Should we order all the 12 variables even if declared just four?
And then, in the matrixes, dynare “reads” s(-1) as a function or an an element of a vector, that for this reason cannot be negative.
During the construction of Xirf and Sirf it complaints about problems with matrixes dimension, and we think it’s because of the wrong construction of A B, C D.
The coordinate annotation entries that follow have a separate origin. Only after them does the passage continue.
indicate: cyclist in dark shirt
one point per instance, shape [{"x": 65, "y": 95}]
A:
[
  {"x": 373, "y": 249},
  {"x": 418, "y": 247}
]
We are not able to find example with variables indexed at times following t+1 or previous to t-1. Probably is not such a big problem but we don’t know how to proceed.
Thank you

In that case you need to introduce auxiliary variables for lag bigger than 1 (essentially a companion form). That way, Dynare will not introduce auxiliary variables itself, which can be hard to access.